Python bindings for PHAT, the C++ based Persistent Homology Algorithm Toolbox

## Project description

Persistent Homology Algorithm Toolkit (PHAT)
============================================

This is a Python interface for the `Persistent Homology Algorithm Toolkit`_, a software library
that contains methods for computing the persistence pairs of a
filtered cell complex represented by an ordered boundary matrix with Z\ :sub:`2` coefficients.

For an introduction to persistent homology, see the textbook [1]_. This software package
contains code for several algorithmic variants:

* The "standard" algorithm (see [1]_, p.153)
* The "row" algorithm from [2]_ (called pHrow in that paper)
* The "twist" algorithm, as described in [3]_ (default algorithm)
* The "chunk" algorithm presented in [4]_
* The "spectral sequence" algorithm (see [1]_, p.166)

All but the standard algorithm exploit the special structure of the boundary matrix
to take shortcuts in the computation. The chunk and the spectral sequence algorithms
make use of multiple CPU cores if PHAT is compiled with OpenMP support.

All algorithms are implemented as function objects that manipulate a given
``boundary_matrix`` (to be defined below) object to reduced form.
From this reduced form one can then easily extract the persistence pairs.
Alternatively, one can use the ``compute_persistence_pairs function`` which takes an
algorithm as a parameter, reduces the given ``boundary_matrix`` and stores the
resulting pairs in a given ``persistence_pairs`` object.

The ``boundary_matrix`` class takes a "Representation" class as a parameter.
This representation defines how columns of the matrix are represented and how
low-level operations (e.g., column additions) are performed. The right choice of the
representation class can be as important for the performance of the program as choosing
the algorithm. We provide the following choices of representation classes:

* ``vector_vector``: Each column is represented as a sorted ``std::vector`` of integers, containing the indices of the non-zero entries of the column. The matrix itself is a ``std::vector`` of such columns.
* ``vector_heap``: Each column is represented as a heapified ``std::vector`` of integers, containing the indices of the non-zero entries of the column.

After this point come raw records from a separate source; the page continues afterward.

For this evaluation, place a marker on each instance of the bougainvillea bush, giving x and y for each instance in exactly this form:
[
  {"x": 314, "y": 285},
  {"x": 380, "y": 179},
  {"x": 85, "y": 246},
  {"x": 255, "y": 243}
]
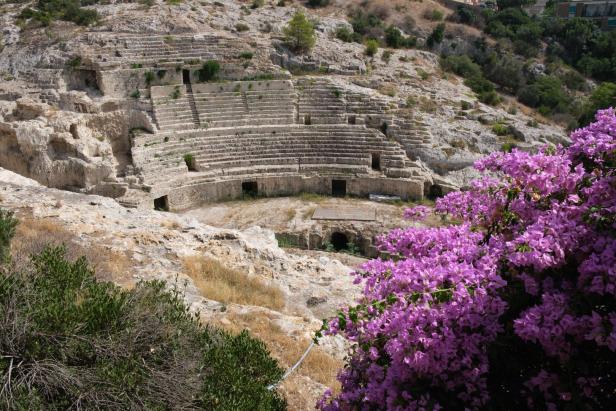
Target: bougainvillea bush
[{"x": 512, "y": 306}]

The matrix itself is a ``std::vector`` of such columns.
* ``vector_set``: Each column is a ``std::set`` of integers, with the same meaning as above. The matrix is stored as a ``std::vector`` of such columns.
* ``vector_list``: Each column is a sorted ``std::list`` of integers, with the same meaning as above. The matrix is stored as a ``std::vector`` of such columns.
* ``sparse_pivot_column``: The matrix is stored as in the vector_vector representation. However, when a column is manipulated, it is first converted into a ``std::set``, using an extra data field called the "pivot column". When another column is manipulated later, the pivot column is converted back to the ``std::vector`` representation. This can lead to significant speed improvements when many columns are added to a given pivot column consecutively. In a multicore setup, there is one pivot column per thread.
* ``heap_pivot_column``: The same idea as in the sparse version. Instead of a ``std::set``, the pivot column is represented by a ``std::priority_queue``.
* ``full_pivot_column``: The same idea as in the sparse version. However, instead of a ``std::set``, the pivot column is expanded into a bit vector of size n (the dimension of the matrix). To avoid costly initializations, the class remembers which entries have been manipulated for a pivot column and updates only those entries when another column becomes the pivot.
* ``bit_tree_pivot_column`` (default representation): Similar to the ``full_pivot_column`` but the implementation is more efficient. Internally it is a bit-set with fast iteration over nonzero elements, and fast access to the maximal element.

Installation
------------

If you wish to use the released version of PHAT, you can simply install from PyPI::

pip install phat

Installation from Source
------------------------
Suppose you have checked out the PHAT repository at location \$PHAT. Then you can::

cd \$PHAT

pip install .

This will install PHAT for whatever Python installation your ``pip`` executable is associated with.
Please ensure you use the ``pip`` that comes from the same directory where your ``python`` executable lives!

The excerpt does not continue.